I wrote a book on the topic in 2003, Value Leadership, that I hoped would put business on a more virtuous path in the wake of Enron's bankruptcy. It contains a way to measure this broader concept of value, the Value Quotient (VQ), which tracks how well a company performs 24 specific activities related to value creation.

Since it puts a number on a difficult-to-measure phenomenon, the VQ would be a useful way for boards to assess how well CEOs are creating value for customers, employees, shareholders and communities.

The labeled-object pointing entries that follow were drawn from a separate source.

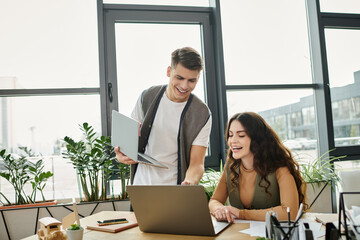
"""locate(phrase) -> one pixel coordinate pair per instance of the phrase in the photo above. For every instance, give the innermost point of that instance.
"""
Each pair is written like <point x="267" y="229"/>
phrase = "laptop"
<point x="173" y="209"/>
<point x="125" y="133"/>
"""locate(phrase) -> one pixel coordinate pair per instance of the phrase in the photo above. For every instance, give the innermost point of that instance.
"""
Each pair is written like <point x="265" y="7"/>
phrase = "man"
<point x="175" y="126"/>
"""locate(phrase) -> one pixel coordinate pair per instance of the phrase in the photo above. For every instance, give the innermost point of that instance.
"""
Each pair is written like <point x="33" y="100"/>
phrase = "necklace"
<point x="247" y="169"/>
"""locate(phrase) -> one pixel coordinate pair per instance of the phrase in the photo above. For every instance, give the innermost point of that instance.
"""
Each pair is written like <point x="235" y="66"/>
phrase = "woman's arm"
<point x="217" y="203"/>
<point x="289" y="197"/>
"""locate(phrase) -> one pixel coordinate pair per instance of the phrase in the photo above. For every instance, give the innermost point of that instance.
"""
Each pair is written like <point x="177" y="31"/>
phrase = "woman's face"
<point x="239" y="141"/>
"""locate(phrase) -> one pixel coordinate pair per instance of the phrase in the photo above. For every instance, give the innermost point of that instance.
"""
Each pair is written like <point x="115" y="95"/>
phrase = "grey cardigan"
<point x="193" y="118"/>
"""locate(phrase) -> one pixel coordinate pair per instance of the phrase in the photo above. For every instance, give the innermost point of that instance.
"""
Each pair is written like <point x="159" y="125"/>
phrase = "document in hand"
<point x="125" y="135"/>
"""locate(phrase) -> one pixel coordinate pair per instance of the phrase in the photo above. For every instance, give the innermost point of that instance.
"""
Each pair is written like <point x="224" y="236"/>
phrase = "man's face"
<point x="181" y="83"/>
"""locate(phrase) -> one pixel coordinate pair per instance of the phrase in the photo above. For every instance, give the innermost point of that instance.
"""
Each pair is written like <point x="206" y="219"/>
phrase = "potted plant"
<point x="75" y="232"/>
<point x="210" y="180"/>
<point x="19" y="172"/>
<point x="321" y="178"/>
<point x="94" y="160"/>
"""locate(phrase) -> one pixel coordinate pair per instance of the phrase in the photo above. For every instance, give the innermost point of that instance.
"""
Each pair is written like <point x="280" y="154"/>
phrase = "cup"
<point x="284" y="227"/>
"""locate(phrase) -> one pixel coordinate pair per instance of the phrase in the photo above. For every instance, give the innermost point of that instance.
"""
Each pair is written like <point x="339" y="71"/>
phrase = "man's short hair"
<point x="188" y="57"/>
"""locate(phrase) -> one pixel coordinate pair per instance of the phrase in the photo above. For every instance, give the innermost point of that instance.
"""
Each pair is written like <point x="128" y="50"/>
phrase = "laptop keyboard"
<point x="218" y="226"/>
<point x="142" y="159"/>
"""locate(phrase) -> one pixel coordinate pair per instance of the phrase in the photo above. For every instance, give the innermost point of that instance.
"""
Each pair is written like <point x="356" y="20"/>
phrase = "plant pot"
<point x="320" y="197"/>
<point x="75" y="234"/>
<point x="30" y="205"/>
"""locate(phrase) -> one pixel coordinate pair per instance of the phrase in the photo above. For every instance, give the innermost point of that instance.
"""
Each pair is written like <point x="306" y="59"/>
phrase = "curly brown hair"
<point x="269" y="153"/>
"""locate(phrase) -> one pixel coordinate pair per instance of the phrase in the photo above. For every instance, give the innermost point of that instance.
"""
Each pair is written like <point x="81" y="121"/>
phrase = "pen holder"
<point x="285" y="231"/>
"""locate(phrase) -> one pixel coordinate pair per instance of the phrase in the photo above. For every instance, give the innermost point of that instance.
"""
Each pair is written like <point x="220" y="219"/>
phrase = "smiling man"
<point x="175" y="126"/>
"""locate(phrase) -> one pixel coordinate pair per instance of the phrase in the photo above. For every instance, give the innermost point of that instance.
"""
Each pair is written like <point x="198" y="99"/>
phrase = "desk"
<point x="231" y="232"/>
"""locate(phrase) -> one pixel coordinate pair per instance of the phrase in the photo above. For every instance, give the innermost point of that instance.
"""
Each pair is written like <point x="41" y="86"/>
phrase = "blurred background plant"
<point x="320" y="170"/>
<point x="210" y="180"/>
<point x="20" y="171"/>
<point x="94" y="161"/>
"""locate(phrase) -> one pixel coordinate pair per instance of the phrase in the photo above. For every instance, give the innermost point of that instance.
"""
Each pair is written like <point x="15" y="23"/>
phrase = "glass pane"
<point x="293" y="119"/>
<point x="48" y="45"/>
<point x="40" y="123"/>
<point x="347" y="166"/>
<point x="344" y="75"/>
<point x="144" y="53"/>
<point x="267" y="44"/>
<point x="343" y="6"/>
<point x="197" y="3"/>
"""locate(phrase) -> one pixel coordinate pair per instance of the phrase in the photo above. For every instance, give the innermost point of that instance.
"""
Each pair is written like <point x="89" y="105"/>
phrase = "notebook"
<point x="132" y="222"/>
<point x="173" y="209"/>
<point x="125" y="134"/>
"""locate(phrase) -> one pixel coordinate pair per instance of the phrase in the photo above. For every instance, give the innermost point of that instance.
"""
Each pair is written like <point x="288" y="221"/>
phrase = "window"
<point x="268" y="68"/>
<point x="49" y="82"/>
<point x="143" y="39"/>
<point x="344" y="77"/>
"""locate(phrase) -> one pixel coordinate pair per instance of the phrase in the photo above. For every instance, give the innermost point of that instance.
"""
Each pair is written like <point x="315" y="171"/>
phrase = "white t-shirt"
<point x="162" y="143"/>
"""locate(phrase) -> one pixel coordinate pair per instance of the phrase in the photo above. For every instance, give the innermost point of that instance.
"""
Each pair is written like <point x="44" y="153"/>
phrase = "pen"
<point x="288" y="210"/>
<point x="299" y="211"/>
<point x="277" y="223"/>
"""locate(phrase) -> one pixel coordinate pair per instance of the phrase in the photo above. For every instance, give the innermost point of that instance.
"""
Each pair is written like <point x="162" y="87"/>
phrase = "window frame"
<point x="109" y="14"/>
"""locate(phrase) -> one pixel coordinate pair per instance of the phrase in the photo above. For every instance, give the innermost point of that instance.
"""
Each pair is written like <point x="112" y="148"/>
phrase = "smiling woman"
<point x="260" y="173"/>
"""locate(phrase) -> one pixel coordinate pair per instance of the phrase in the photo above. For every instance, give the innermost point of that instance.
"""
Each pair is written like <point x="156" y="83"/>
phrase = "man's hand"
<point x="224" y="214"/>
<point x="122" y="157"/>
<point x="186" y="182"/>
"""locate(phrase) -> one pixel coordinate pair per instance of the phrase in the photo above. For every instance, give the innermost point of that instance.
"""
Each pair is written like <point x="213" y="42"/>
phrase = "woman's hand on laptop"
<point x="122" y="157"/>
<point x="224" y="213"/>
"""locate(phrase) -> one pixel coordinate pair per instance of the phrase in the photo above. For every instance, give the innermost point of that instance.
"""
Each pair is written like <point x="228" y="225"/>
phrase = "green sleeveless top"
<point x="261" y="199"/>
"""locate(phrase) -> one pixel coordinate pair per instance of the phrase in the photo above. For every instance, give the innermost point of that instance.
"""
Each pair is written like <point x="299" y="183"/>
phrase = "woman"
<point x="260" y="173"/>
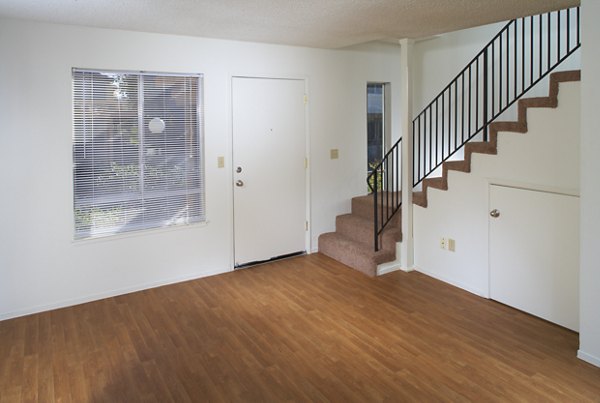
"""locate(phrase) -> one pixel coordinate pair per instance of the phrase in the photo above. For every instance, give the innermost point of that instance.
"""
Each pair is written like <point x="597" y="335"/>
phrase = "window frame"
<point x="143" y="194"/>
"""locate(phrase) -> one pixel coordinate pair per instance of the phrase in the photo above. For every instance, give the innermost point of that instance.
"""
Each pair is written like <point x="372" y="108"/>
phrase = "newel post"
<point x="406" y="113"/>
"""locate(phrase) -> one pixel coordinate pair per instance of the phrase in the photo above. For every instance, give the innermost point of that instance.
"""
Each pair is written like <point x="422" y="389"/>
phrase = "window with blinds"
<point x="137" y="151"/>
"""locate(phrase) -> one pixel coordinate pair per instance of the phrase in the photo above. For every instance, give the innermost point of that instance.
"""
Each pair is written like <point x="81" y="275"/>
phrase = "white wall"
<point x="41" y="267"/>
<point x="439" y="59"/>
<point x="589" y="336"/>
<point x="545" y="158"/>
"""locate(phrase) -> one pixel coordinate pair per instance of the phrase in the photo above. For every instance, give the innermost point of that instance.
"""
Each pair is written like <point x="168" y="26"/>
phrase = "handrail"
<point x="521" y="54"/>
<point x="384" y="183"/>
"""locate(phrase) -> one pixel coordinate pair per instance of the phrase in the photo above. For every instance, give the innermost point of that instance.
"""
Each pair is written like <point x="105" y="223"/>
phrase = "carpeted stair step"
<point x="361" y="230"/>
<point x="355" y="254"/>
<point x="363" y="206"/>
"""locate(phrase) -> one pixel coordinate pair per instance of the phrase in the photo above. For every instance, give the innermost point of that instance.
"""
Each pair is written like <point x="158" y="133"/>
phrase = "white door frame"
<point x="307" y="235"/>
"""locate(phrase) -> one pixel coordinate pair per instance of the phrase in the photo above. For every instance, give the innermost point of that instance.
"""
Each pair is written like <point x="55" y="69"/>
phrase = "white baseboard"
<point x="103" y="295"/>
<point x="458" y="284"/>
<point x="588" y="358"/>
<point x="390" y="267"/>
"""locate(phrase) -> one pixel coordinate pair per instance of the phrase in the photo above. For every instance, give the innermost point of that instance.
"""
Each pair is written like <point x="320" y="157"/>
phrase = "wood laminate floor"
<point x="303" y="329"/>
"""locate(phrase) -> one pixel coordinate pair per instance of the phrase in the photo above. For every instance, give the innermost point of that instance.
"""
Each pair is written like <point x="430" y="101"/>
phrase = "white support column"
<point x="406" y="113"/>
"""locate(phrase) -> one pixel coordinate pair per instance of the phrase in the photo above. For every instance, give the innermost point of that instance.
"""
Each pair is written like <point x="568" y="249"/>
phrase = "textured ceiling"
<point x="315" y="23"/>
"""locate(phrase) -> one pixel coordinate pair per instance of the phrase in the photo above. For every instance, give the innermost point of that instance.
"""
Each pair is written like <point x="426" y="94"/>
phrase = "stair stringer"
<point x="544" y="158"/>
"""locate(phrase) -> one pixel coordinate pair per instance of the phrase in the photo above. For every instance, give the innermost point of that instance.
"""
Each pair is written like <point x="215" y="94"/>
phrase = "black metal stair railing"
<point x="384" y="183"/>
<point x="524" y="52"/>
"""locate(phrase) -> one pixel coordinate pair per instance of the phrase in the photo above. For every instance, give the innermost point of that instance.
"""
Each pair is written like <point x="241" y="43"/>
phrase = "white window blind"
<point x="137" y="151"/>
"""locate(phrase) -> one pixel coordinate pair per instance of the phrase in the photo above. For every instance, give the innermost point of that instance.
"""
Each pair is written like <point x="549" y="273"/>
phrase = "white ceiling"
<point x="314" y="23"/>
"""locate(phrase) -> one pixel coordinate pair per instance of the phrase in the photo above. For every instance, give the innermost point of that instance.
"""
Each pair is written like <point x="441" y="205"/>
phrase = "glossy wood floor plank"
<point x="303" y="329"/>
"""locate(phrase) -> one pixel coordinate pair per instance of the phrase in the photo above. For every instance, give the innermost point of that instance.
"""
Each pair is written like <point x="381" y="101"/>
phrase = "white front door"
<point x="269" y="174"/>
<point x="534" y="253"/>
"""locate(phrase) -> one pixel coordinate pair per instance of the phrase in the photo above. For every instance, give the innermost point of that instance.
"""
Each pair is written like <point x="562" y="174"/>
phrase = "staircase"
<point x="352" y="241"/>
<point x="491" y="146"/>
<point x="522" y="54"/>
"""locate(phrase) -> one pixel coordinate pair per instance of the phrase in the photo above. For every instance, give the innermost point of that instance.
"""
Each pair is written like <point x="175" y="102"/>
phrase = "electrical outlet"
<point x="451" y="245"/>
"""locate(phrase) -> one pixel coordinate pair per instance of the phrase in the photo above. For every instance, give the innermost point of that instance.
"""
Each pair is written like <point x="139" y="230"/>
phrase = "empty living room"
<point x="255" y="201"/>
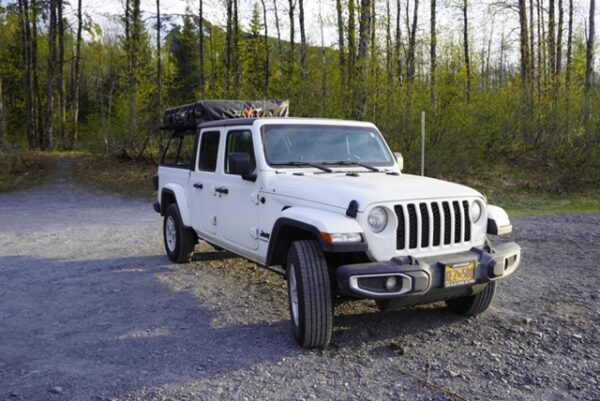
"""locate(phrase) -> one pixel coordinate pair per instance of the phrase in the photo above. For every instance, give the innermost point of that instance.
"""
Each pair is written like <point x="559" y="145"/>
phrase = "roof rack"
<point x="189" y="116"/>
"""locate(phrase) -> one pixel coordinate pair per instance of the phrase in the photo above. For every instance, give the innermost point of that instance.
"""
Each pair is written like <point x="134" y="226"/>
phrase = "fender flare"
<point x="312" y="222"/>
<point x="179" y="195"/>
<point x="498" y="221"/>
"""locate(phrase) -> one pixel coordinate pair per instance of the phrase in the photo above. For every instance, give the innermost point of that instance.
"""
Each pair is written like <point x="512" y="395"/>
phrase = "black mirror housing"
<point x="239" y="164"/>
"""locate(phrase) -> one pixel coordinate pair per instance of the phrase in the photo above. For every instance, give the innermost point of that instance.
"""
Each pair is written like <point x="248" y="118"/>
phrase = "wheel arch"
<point x="175" y="194"/>
<point x="290" y="228"/>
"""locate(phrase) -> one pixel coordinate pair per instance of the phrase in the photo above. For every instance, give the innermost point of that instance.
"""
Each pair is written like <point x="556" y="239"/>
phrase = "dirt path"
<point x="91" y="309"/>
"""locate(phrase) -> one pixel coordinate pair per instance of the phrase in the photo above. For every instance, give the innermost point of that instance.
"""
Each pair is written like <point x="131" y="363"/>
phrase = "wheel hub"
<point x="170" y="234"/>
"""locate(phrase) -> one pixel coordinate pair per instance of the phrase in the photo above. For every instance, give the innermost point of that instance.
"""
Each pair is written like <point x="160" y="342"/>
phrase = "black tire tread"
<point x="185" y="236"/>
<point x="317" y="299"/>
<point x="474" y="304"/>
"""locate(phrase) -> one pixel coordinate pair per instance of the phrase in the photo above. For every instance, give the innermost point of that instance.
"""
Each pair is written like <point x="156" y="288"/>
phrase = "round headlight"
<point x="377" y="219"/>
<point x="476" y="211"/>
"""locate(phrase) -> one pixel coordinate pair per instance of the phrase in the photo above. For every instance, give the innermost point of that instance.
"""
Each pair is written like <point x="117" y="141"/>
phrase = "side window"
<point x="239" y="142"/>
<point x="209" y="149"/>
<point x="179" y="151"/>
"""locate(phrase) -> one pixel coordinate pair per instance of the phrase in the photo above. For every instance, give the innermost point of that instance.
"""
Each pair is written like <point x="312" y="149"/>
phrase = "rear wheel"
<point x="310" y="295"/>
<point x="474" y="304"/>
<point x="179" y="240"/>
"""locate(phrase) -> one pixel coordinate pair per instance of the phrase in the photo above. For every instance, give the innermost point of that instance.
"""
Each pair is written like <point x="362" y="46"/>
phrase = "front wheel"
<point x="310" y="295"/>
<point x="474" y="304"/>
<point x="179" y="240"/>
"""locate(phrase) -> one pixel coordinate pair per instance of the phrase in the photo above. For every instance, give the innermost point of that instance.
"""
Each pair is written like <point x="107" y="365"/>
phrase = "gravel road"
<point x="91" y="309"/>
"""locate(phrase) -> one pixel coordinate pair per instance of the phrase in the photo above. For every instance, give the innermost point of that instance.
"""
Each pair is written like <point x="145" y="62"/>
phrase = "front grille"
<point x="425" y="224"/>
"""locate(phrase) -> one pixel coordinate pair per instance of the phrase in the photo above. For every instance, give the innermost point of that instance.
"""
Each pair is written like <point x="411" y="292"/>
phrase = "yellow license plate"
<point x="459" y="274"/>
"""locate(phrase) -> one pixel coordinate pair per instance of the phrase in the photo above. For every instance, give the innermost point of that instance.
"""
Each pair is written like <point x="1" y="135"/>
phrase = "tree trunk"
<point x="134" y="31"/>
<point x="351" y="43"/>
<point x="61" y="75"/>
<point x="200" y="45"/>
<point x="524" y="44"/>
<point x="432" y="54"/>
<point x="362" y="60"/>
<point x="388" y="47"/>
<point x="410" y="59"/>
<point x="303" y="45"/>
<point x="398" y="41"/>
<point x="77" y="77"/>
<point x="236" y="49"/>
<point x="531" y="41"/>
<point x="466" y="48"/>
<point x="27" y="79"/>
<point x="291" y="55"/>
<point x="267" y="51"/>
<point x="49" y="140"/>
<point x="569" y="50"/>
<point x="2" y="117"/>
<point x="159" y="60"/>
<point x="35" y="71"/>
<point x="540" y="49"/>
<point x="228" y="47"/>
<point x="551" y="39"/>
<point x="558" y="67"/>
<point x="342" y="48"/>
<point x="277" y="27"/>
<point x="589" y="69"/>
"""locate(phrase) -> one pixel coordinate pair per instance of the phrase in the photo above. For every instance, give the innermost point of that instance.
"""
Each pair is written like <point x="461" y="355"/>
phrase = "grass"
<point x="523" y="202"/>
<point x="22" y="170"/>
<point x="109" y="174"/>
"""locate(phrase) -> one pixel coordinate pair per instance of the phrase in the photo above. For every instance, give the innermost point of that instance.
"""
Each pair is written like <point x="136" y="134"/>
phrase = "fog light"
<point x="390" y="283"/>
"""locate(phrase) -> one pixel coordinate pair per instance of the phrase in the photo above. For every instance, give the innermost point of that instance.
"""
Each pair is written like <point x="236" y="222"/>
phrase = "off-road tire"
<point x="313" y="324"/>
<point x="474" y="304"/>
<point x="184" y="238"/>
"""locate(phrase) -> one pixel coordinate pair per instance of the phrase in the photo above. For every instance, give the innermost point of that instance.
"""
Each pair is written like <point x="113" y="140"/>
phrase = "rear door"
<point x="238" y="203"/>
<point x="204" y="180"/>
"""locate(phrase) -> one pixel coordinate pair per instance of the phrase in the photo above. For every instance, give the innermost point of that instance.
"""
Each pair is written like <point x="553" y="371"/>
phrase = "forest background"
<point x="508" y="88"/>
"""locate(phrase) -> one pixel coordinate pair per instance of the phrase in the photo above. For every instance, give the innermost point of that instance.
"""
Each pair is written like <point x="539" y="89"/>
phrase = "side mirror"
<point x="399" y="160"/>
<point x="239" y="164"/>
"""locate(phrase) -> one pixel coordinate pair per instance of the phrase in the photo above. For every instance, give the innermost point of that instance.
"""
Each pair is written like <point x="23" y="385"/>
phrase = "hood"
<point x="338" y="189"/>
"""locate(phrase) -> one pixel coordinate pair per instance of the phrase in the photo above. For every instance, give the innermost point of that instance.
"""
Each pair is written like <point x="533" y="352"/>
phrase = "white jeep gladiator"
<point x="325" y="203"/>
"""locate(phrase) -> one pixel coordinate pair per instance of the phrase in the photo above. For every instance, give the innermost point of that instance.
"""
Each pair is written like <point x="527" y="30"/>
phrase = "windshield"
<point x="298" y="144"/>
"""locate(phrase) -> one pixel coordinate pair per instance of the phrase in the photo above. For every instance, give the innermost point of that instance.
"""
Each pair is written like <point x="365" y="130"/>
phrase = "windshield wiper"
<point x="351" y="163"/>
<point x="308" y="164"/>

As I wrote on Jan. 21, my research showed Google (GOOG) earning a VQ of 88%. That's pretty good (and perhaps a bit too high -- a New York Times article on Saturday pointed out that the results of Google's efforts at philanthropy have been disappointing), but not as good as Southwest Airlines' (LUV) 95%, for example.

Needed: Changing How CEOs Get Rewarded


I'm hoping that Porter's push for value leadership succeeds where mine failed. But unless he can persuade boards of directors to adopt a CEO bonus structure that's linked to a measure of social value -- and I'd nominate the VQ -- his efforts will fall on resistant ears.

You can't afford to attend Davos unless you've got big bucks, and for now, those only flow into the pockets of CEOs who boost shareholder value. If Porter's efforts change how CEOs get rewarded, then corporate behavior will also change. Until then, look for a wave of deals in developing-to-emerging markets to flow from the exuberance of Davos executives flush with cash.